Schedule:
Friday, June 3, 2016
Pacific M (Hyatt Regency San Francisco)
* noted as presenting author
With medical marijuana laws already enacted in almost half of U.S. states, and the number that have legalized medical or recreational use increasing annually, it is important to understand the effects of medical marijuana policy. Young people are at particular risk for the onset of substance use, and earlier use is associated with poorer outcomes. Youth and young adults could be influenced to start using marijuana by the increased availability and destigmatization of use that medical marijuana laws may contribute to. To examine the potential effects of medical marijuana policy on youth and young adult initiation of marijuana use, we analyzed 10 years of individual-level data from the NSDUH, combined with state-level economic and social indicators and information about marijuana laws. We stratified our sample into youth of middle school age and high school age, and young adults 18-25, thereby measuring developmentally appropriate age groups. To account for the possibility that states that pass medical marijuana laws differ in other ways from those that do not, we also included state-level fixed effects in our logistic regression modeling. These models, including individual- and state-level controls alongside the state-level fixed effects, revealed no significant effects of living in a medical marijuana state on past month marijuana use. However, for past year initiation of marijuana use, we found a significant odds ratio for medical marijuana state residence among young adults, indicating that 18-25 year olds who lived in medical marijuana states had greater odds of initiating marijuana use than those who did not.
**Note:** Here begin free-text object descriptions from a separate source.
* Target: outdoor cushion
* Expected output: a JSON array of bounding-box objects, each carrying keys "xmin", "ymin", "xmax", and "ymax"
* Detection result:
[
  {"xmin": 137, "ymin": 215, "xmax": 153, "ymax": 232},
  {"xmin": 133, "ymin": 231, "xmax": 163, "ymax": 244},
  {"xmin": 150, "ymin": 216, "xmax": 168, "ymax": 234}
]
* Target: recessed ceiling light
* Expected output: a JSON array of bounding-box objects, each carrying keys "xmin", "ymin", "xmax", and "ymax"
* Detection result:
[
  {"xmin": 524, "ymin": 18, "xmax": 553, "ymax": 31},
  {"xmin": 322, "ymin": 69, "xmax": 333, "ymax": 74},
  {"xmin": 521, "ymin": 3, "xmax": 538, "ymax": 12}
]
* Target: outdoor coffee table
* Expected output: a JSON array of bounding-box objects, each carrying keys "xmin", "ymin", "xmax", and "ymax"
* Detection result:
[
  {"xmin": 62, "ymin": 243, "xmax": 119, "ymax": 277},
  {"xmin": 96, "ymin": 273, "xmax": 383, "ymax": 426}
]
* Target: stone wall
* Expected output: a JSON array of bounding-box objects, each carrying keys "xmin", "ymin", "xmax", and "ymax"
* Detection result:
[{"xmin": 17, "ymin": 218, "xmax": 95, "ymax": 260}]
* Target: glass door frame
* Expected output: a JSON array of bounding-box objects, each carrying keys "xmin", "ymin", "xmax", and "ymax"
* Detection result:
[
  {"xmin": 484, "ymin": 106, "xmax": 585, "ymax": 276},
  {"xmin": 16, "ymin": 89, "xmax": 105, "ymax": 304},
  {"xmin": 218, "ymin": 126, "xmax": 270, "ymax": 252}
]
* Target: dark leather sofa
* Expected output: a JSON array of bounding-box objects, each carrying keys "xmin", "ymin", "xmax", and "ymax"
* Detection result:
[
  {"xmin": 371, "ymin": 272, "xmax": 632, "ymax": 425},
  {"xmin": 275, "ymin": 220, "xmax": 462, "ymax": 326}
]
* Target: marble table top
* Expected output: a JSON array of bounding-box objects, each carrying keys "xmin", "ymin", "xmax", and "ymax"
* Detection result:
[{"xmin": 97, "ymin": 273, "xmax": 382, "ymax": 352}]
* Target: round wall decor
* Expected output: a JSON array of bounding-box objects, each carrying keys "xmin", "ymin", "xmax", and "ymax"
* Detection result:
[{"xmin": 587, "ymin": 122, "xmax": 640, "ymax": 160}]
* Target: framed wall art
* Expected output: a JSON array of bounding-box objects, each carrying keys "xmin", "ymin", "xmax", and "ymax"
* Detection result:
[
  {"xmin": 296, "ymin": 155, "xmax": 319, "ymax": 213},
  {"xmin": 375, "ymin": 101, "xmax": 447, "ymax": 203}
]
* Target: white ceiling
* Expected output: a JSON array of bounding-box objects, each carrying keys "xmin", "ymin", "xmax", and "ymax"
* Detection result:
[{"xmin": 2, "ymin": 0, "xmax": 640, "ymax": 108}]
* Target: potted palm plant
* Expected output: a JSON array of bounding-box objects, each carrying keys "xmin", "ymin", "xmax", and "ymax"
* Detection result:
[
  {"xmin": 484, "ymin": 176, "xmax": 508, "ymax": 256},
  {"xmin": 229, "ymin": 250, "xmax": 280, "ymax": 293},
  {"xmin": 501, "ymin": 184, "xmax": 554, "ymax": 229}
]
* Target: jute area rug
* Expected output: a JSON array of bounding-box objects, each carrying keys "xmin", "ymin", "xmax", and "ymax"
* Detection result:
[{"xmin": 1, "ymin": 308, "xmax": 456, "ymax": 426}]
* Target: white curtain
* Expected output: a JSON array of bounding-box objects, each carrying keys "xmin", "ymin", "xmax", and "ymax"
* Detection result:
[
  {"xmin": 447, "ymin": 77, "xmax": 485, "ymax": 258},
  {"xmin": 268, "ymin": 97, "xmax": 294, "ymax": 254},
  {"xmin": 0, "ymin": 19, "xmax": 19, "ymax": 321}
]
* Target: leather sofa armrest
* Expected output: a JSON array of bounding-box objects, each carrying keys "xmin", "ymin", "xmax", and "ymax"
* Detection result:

Whereas past month marijuana use was higher among older age groups at the national level, with young adults the most likely to have used over the past 30 days, initiation of marijuana (e.g., using for the first time within the past year) followed a different pattern, with first-time use most common within the high school age group. This broader pattern of initiation combined with our regression findings suggests that young adults who have already chosen not to try marijuana during their high school years when initiation was most common among their peers are more likely to try it in young adulthood if they live in a medical marijuana state. Thus our results suggest that young adults who might not have otherwise begun to use could be more likely to do so if they live in a state with medical marijuana laws.